Anyhow, Babangida allowed Nigerians their say while he had his way. But Dr. Jonathan who was yet to cut his political teeth chose to use it, the very first time he wanted to show he was his own man- he chose like Dracula to deep his unformed political teeth into the neck of Nigerians who can hardly see what has been his contribution to bettering their lot since he became President.
Amid growing social insecurity and economic failures, the administration decided to take the path of least resistance- punish Nigerians for his own failure of leadership. Rather than taking on Boko Haram or the cartel in the oil industry that has made nonsense of the subsidy government pumps into fuel importation, this government decided it would slap Nigerians in the face.
The consequence of that action is the fury that shut down the country in the past one week. It is a baptism of fire and President Jonathan must be experiencing right now what it means to be isolated politically.
It is not impossible that Nigeria might yet come to that point when ‘subsidy’ would be removed from oil but they would like to know what they would be getting in replacement for the unending subsidy removal. Every successive government has, since the 1980s, been removing ‘subsidy’ from fuel.
Each removal is preceded or followed with promises of all sorts of ‘palliatives’ but nobody sees them. Worse yet, in a few months time the same government that went to great length to remove subsidy would be talking of another removal and everyone is left wondering when subsidy was restored in the first place.
In all this, these so-called leaders continue to live in opulence; they have no idea what it means to stand on long queues to buy kerosene or pay for petrol. They live in official quarters, drive official cars and receive official pay. They expect Nigerians to make sacrifices they (the leaders) are not prepared to make or believe promises that would never be fulfilled.
This government plays too much of the ostrich. What it needs to do is take on the cabal that continues to make nonsense of attempts to make Nigerians enjoy better life. Expose the cabal and let Nigerians see those behind their misery.
But we all know things would never come to that level for the very people responsible for the criminal fleecing of Nigeria are the same ones sponsoring candidates into our legislative and executive arms of government.

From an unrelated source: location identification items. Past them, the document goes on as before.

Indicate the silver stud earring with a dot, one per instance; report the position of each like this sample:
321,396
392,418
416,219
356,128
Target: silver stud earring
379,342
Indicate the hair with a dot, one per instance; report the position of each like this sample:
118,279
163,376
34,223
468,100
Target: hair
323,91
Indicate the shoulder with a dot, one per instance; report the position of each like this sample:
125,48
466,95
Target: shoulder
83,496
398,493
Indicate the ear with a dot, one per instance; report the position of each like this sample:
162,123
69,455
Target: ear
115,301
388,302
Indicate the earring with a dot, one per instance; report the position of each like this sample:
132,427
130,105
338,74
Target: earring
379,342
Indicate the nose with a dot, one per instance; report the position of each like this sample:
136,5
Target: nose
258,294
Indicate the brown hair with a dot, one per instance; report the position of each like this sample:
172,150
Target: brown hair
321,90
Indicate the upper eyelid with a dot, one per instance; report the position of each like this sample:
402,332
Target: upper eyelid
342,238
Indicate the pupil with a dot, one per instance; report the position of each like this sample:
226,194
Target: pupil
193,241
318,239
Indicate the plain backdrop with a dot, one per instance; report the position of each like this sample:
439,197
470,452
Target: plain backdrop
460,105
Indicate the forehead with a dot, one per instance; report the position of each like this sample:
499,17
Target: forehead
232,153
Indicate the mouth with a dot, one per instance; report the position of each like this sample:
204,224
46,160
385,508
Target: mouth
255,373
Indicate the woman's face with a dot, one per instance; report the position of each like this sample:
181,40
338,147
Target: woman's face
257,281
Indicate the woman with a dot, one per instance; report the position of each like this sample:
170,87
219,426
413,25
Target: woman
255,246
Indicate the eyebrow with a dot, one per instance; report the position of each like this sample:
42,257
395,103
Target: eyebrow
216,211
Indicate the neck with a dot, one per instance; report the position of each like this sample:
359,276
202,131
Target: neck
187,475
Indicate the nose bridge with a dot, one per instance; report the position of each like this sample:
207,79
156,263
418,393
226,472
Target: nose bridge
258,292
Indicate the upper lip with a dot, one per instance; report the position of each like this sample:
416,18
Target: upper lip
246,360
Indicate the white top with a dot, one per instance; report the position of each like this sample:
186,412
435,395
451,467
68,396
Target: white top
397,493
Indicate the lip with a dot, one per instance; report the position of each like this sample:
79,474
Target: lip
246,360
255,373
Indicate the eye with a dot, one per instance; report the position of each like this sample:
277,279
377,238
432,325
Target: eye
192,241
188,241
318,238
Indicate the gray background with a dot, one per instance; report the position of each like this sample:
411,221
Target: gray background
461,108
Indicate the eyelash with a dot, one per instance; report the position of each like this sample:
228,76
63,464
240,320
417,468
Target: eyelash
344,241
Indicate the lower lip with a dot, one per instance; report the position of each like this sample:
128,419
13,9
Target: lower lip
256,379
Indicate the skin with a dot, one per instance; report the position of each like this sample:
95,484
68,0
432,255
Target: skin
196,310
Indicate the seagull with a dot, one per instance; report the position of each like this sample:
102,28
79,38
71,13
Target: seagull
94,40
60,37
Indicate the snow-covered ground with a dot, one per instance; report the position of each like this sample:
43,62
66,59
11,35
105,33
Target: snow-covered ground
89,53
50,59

They are the big financiers of presidential and gubernatorial campaigns and donate the largest sums during political events. They dictate who become our security chiefs and heads of our financial sectors. How can a commissioner of police arrest some goon in the pay of the moneybag who sponsored his appointment as the head of police? To cross them is to incur the wrath of the devil himself.
And it is in this sense that we must understand the cry by Jonathan which amounts to abdication really that his government is under the control of Boko Haram. Since he can’t fight his tormentors, the President has chosen to turn his fear on Nigerians. But as I once warned here, nobody wins a war against his own people. Chikena!